Нож опускался все глубже и глубже, блеск острия потускнел, желтая ручка стала зеленой. Вокруг струился знакомый синеватый полумрак; в нем проступали коралловые зубцы, обросшие цветами, над которыми проносились стайки рыб. Морские черви ритмично помахивали бахромой, будто веерами. Губки полоскали свои многочисленные поры.
Вот гигантская тридакна. Вот и пойманный ею осьминог. Ослабев от борьбы, он беспомощно лежал на дне, словно синий лоскут, но глаза его сверкали все также злобно. Тридакна продолжала держать его за щупальце — ведь для нее это был вопрос жизни. Сквозь узкую щель между створками в раковину поступало достаточно воды, чтобы существовать, и потому она решила не отпускать врага до тех пор, пока у него не иссякнут силы.
Нож последний раз перевернулся и упал на песок, прямо к огромным рукам головоногого, которое взглянуло на него прищуренными глазами, но не шевельнулось.
Во время своего плена осьминог успел сожрать все живое вокруг себя: всех звезд, всех мидий, — но это не утолило его страшного голода, и теперь он ждал, чтобы кто-нибудь проплыл мимо. У него не осталось надежды вырваться из беспощадной раковины. Ведь он столько времени безрезультатно боролся с ней, пытался разжать ее силой, пытался вытащить защелкнутую руку, если можно, даже оторвать ее. Все напрасно!

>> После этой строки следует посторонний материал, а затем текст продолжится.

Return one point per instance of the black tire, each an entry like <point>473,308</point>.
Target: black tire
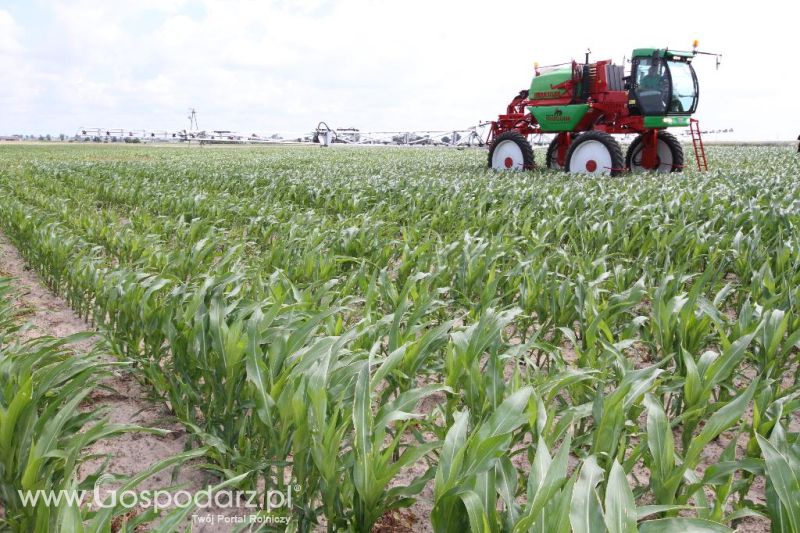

А чтобы жить, пусть и так, прикованным, надо было есть.
Белый проплыл над осьминогом два раза — тот не шевельнулся, лишь проследил за ним своими выпуклыми глазами, горящими дикой, бессильной злобой.
Тогда дельфин решился. Стрелой спустился вниз и схватил нож, но только хотел повернуть назад, к поверхности, осьминог обхватил его своими щупальцами. Присоски впились в белую кожу, толстое мешковидное тело надулось, от возбуждения по нему пробежало несколько красных волн, глаза засверкали еще более алчно, защелкал клюв.